Time | Points of Presence (Colo) | Services | Description |
---|---|---|---|
2017-05-02 14:41 UTC | All EU and NA | All | Poor connectivity via affected transit provider. 522s served if this transit provider is in the path between the Cloudflare colo and the customer's origin. IMPACT START |
2017-05-02 14:46 UTC | LHR, VIE, HAM, MXP, MRS, OTP, OSL DXB, ATL, EWR | Our network automation system disabled origin pulls via the impacted transit provider IMPACT DOWNGRADE |
|
2017-05-02 14:51 UTC | DME | Manually disabled as this colo only has transit over the affected provider. IMPACT DOWNGRADE |
|
2017-05-02 14:51 UTC | YUL | Network automation system disabled origin pulls via the impacted transit provider IMPACT DOWNGRADE |
|
2017-05-02 14:55 UTC | BCN | Manually dropped colo IMPACT DOWNGRADE |
|
2017-05-02 14:57 UTC | DUB, BOS, MSP, STL, YYZ, DEN, ORD, DFW, SJC, SEA, LAX, FRA | Network automation system disabled origin pulls via the impacted transit provider IMPACT DOWNGRADE |
|
2017-05-02 14:57 UTC | ALL | Transit issue is essentially resolved and our network automation system was able to take a large amount of actions at this time. IMPACT DOWNGRADE |
|
2017-05-02 14:59 UTC | KBP | Manually dropped colo | |
2017-05-02 15:24 UTC | BCN, DME | Anycast enabled manually IMPACT END |
The root cause for this was resolved by our upstream transit provider.
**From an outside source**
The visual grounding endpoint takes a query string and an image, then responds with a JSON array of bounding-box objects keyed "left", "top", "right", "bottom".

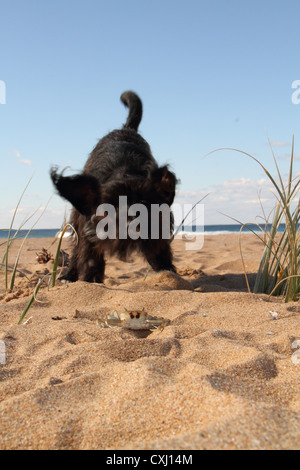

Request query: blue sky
[{"left": 0, "top": 0, "right": 300, "bottom": 228}]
During this incident we disabled traffic on the origin pulls that were routed over the affected provider, and re-enabled them once the incident had been resolved.
We are investigating the possibility of localising our network automation so that in the event that a provider outage causes a colo to be unreachable, the colo can re-route itself to avoid further impact.